Like a satanic baggage carousel GMS rolled on, bringing us repeated plays of Hillary’s chinwag with Paxo interspersed with Brian Taylor’s casual dismissal of the Scottish Government’s economic regeneration plans. Finally Jim introduced us to Dr Pippa Malmgren, an honorary fellow of the Institute of Keeping Everything As It Is, who seemed remarkably unembarrassed about also being a former economic adviser to George W Bush.
Pippa’s breezy, snorting contempt for “separatism” was so potent she could bottle it and sell it for big bucks at Bilderberg conferences. The US, she declared, was lumbered with county-level separatist movements in California and elsewhere, so no current or wannabe President was going to offer general support to separatism, and Scots oughtta think about that. Even Jim, perhaps worrying about his Union Jack underpants catching fire, felt constrained to point out that Scotland was a tad more significant than a county. Still, he neglected to raise the possibility that on this particular subject Mrs Clinton might simply have opted to shut her cakehole.

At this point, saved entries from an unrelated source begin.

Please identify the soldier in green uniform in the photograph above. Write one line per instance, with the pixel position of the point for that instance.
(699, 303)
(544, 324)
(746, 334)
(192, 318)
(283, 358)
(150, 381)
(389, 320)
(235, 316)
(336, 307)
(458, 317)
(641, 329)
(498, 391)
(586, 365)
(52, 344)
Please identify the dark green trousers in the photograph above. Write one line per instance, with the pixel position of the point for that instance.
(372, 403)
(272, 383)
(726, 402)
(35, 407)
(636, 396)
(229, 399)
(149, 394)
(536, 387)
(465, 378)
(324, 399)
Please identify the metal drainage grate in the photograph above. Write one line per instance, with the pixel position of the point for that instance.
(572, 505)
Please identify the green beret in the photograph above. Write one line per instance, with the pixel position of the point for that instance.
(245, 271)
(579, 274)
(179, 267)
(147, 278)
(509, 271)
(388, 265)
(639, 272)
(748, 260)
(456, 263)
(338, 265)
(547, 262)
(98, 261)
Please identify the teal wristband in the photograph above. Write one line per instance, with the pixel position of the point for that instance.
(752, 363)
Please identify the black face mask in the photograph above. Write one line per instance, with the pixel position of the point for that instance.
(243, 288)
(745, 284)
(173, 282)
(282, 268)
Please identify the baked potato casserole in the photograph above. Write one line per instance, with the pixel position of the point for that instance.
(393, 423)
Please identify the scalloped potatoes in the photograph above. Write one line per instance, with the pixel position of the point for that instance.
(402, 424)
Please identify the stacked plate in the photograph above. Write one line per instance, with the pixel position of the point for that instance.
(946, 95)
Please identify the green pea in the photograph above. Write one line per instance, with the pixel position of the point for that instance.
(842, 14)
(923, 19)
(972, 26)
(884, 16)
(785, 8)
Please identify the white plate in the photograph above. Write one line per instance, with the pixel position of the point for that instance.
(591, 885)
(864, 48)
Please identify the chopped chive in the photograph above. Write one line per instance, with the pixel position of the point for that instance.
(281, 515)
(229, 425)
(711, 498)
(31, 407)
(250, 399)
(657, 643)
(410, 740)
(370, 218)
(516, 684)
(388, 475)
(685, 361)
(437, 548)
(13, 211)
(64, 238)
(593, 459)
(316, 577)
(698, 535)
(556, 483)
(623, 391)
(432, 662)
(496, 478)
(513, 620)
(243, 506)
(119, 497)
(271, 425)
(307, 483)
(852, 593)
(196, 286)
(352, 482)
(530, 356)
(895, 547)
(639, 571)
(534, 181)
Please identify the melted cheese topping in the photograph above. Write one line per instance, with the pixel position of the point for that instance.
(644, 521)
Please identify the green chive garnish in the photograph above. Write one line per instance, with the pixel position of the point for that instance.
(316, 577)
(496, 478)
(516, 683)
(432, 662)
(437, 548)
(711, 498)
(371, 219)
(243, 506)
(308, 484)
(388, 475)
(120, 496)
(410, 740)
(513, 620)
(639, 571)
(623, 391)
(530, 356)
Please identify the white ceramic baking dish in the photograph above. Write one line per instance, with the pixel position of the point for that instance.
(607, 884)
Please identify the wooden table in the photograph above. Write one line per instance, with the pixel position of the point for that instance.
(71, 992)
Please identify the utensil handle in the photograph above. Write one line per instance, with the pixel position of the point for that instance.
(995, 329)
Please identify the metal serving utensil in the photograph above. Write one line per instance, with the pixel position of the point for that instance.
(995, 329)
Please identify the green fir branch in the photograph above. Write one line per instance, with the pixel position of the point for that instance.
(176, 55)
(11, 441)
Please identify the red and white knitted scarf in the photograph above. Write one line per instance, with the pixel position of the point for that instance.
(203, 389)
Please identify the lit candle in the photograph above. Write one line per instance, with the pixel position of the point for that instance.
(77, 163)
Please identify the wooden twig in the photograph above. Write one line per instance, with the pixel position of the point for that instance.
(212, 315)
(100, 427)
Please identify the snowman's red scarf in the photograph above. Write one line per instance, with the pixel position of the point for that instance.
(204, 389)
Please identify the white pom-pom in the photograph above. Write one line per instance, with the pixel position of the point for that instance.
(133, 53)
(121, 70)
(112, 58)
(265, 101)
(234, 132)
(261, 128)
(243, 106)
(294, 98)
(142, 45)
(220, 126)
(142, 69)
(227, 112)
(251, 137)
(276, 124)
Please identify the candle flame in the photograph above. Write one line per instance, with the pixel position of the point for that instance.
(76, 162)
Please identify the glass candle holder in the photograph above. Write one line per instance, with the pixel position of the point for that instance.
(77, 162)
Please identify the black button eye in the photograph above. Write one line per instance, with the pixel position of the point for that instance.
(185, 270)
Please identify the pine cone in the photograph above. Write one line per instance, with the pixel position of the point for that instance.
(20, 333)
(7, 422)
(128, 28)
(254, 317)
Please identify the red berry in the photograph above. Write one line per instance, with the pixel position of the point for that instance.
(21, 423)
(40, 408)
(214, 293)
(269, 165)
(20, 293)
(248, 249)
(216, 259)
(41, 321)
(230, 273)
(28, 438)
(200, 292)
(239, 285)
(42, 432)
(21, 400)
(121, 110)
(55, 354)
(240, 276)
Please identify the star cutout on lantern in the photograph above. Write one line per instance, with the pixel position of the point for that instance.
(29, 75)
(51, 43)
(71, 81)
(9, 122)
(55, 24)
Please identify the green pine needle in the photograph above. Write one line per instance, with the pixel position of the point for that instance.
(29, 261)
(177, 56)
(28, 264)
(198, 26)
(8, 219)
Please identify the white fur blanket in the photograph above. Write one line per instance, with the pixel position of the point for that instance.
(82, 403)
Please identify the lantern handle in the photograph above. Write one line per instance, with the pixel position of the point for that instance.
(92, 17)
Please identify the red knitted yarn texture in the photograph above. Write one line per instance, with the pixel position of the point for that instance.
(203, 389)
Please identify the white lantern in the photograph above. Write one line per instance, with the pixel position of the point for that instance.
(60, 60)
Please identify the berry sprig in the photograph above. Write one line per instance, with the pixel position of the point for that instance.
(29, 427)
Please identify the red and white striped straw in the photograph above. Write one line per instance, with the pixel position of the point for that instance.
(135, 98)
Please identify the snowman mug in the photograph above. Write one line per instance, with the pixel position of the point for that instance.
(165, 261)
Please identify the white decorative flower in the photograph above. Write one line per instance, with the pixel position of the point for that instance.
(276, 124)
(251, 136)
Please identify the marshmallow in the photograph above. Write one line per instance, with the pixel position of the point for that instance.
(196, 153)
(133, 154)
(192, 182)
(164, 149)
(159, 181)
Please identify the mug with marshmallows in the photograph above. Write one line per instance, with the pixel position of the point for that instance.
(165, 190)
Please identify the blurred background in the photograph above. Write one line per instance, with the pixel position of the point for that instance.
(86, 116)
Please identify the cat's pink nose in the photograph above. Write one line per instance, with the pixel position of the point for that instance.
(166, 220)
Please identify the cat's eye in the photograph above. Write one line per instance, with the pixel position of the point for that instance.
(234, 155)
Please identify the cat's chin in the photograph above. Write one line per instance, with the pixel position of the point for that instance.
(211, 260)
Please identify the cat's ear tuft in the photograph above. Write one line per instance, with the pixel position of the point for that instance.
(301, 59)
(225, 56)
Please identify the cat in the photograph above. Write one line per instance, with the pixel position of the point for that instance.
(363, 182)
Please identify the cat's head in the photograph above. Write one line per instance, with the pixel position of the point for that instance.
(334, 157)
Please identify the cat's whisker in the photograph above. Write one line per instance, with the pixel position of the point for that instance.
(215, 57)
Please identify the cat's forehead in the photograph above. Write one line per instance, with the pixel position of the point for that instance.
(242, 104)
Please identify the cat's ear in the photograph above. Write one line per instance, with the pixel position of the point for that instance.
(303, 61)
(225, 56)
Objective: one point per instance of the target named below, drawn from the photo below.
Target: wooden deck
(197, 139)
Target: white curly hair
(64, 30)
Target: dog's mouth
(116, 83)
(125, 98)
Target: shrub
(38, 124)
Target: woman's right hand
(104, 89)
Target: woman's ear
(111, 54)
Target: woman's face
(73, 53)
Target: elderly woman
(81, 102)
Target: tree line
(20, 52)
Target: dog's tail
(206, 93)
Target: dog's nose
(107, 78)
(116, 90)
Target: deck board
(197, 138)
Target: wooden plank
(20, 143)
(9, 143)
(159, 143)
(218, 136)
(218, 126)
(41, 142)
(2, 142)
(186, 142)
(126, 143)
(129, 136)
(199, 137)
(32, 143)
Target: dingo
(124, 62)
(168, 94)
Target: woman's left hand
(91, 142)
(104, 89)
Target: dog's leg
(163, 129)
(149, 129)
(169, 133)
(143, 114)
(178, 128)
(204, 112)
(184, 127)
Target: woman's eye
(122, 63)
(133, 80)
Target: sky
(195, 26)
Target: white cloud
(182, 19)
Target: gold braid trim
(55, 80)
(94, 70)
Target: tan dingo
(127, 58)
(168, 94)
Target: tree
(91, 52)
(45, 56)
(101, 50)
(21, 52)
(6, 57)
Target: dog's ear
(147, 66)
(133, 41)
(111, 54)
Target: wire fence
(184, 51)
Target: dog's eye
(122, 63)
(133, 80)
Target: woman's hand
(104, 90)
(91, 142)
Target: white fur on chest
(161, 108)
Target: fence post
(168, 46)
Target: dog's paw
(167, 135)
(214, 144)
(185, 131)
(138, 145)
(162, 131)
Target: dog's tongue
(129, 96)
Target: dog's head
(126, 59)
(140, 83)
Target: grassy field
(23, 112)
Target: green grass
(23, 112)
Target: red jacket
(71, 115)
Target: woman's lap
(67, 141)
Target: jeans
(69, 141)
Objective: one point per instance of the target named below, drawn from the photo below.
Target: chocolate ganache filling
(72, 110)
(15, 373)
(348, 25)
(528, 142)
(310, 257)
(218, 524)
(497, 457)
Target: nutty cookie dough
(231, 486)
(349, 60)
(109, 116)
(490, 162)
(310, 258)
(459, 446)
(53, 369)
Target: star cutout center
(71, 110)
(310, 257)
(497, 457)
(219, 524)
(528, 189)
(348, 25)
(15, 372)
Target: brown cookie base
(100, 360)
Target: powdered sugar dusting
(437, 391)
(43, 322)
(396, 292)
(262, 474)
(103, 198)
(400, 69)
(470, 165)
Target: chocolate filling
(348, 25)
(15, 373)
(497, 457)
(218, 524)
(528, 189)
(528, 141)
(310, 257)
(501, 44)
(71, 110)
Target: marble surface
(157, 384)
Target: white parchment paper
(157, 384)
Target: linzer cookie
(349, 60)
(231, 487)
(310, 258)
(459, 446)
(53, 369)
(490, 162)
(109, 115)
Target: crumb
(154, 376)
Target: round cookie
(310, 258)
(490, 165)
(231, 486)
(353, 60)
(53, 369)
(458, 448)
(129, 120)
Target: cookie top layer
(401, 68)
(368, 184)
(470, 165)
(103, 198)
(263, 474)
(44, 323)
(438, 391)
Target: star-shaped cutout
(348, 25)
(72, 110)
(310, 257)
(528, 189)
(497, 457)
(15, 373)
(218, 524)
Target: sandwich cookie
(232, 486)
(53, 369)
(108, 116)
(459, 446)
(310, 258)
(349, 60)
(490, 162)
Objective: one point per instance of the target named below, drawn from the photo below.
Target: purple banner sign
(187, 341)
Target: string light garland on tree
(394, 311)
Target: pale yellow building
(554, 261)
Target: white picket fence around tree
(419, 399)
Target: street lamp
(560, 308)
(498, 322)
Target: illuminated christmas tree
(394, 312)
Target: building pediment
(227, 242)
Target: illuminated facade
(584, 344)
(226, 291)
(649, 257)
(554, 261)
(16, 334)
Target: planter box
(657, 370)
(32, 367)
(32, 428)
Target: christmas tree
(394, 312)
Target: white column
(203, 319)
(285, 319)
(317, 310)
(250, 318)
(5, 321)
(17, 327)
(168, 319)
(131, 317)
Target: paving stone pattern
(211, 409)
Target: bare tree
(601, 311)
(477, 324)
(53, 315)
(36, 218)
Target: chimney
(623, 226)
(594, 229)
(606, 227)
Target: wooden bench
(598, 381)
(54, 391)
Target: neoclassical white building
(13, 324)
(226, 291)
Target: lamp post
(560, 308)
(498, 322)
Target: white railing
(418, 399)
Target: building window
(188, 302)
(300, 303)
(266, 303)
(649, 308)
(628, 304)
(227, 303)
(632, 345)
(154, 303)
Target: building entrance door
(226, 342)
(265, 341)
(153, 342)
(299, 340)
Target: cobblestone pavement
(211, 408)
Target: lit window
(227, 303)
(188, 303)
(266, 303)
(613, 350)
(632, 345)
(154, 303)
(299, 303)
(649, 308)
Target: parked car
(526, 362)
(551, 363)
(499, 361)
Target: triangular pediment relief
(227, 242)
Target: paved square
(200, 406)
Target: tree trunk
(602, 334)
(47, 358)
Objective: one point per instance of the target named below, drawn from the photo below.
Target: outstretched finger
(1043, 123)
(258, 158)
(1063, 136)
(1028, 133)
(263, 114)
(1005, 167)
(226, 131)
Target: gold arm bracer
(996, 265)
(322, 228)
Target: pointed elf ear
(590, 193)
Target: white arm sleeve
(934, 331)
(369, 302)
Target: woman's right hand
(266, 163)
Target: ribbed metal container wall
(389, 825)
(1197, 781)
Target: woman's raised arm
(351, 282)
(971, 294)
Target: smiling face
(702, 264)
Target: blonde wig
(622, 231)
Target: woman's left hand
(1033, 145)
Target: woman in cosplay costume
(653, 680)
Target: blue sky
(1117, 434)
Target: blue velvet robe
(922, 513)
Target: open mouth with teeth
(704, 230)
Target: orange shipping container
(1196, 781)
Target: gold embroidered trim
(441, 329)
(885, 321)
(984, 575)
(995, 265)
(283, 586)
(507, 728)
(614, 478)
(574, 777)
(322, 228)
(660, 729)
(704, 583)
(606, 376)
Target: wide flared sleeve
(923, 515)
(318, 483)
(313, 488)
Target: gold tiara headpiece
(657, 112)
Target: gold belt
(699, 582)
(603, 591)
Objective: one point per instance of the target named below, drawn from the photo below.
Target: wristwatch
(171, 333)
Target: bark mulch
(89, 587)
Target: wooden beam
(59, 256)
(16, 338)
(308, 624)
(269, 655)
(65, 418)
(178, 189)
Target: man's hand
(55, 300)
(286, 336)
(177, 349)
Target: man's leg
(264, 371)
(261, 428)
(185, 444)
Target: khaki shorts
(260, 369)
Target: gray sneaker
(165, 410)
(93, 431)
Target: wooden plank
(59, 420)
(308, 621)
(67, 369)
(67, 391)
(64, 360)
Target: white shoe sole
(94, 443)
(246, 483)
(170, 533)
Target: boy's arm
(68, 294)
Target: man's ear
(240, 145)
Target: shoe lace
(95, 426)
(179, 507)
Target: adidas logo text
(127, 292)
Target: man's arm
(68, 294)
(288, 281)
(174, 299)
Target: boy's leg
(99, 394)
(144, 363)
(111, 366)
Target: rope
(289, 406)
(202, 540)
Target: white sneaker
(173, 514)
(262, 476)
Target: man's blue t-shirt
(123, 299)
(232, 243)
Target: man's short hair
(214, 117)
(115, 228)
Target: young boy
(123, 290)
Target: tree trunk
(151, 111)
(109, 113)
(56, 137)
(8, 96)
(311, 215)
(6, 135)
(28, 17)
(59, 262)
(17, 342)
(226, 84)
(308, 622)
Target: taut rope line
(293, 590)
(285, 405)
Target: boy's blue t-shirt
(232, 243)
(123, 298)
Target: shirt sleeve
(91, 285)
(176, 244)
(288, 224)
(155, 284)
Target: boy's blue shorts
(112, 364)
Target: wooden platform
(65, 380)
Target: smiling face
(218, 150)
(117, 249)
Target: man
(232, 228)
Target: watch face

Anyway, Pippa asserted, Scotland going it alone would be a “defence issue” for the US, a piece of botheration it didn’t need when Iraq was turning out to be nothing like the slam-dunk envisaged by Donald Rumsfeld back in 2003. As for our NATO membership, it would be a “transition process full of question marks”, although whether the famous Rumsfeld dictum would categorise these as known unknowns, unknown unknowns, or no-nos (known or unknown), she didn’t know.
As Pippa triumphantly rounded off her diatribe, Jim relaxed into a throaty “Ha ha!” God was back in his heaven, an “expert” had once again demonstrated independence to be too troublesome to contemplate, and his own memory of Annabelle Ewing running rings round him the previous day had been completely exorcised. He could look forward to enjoying Land of Hope and Glory blasting away on his iPad in the first-class carriage back to civilisation without being nagged by a feeling of hollowness.
And so, by supplying a trumpet fanfare for another endorsement of the Union from a high-profile figure whose business it isn’t, the No campaign continued with its strategy of doing the same thing over and over again even though it didn’t work the first time. As if we didn’t get enough of that at First Minister’s Questions.
Where was I when I heard the Pope had come out in favour of the Union? When that happens, I’ll let you know.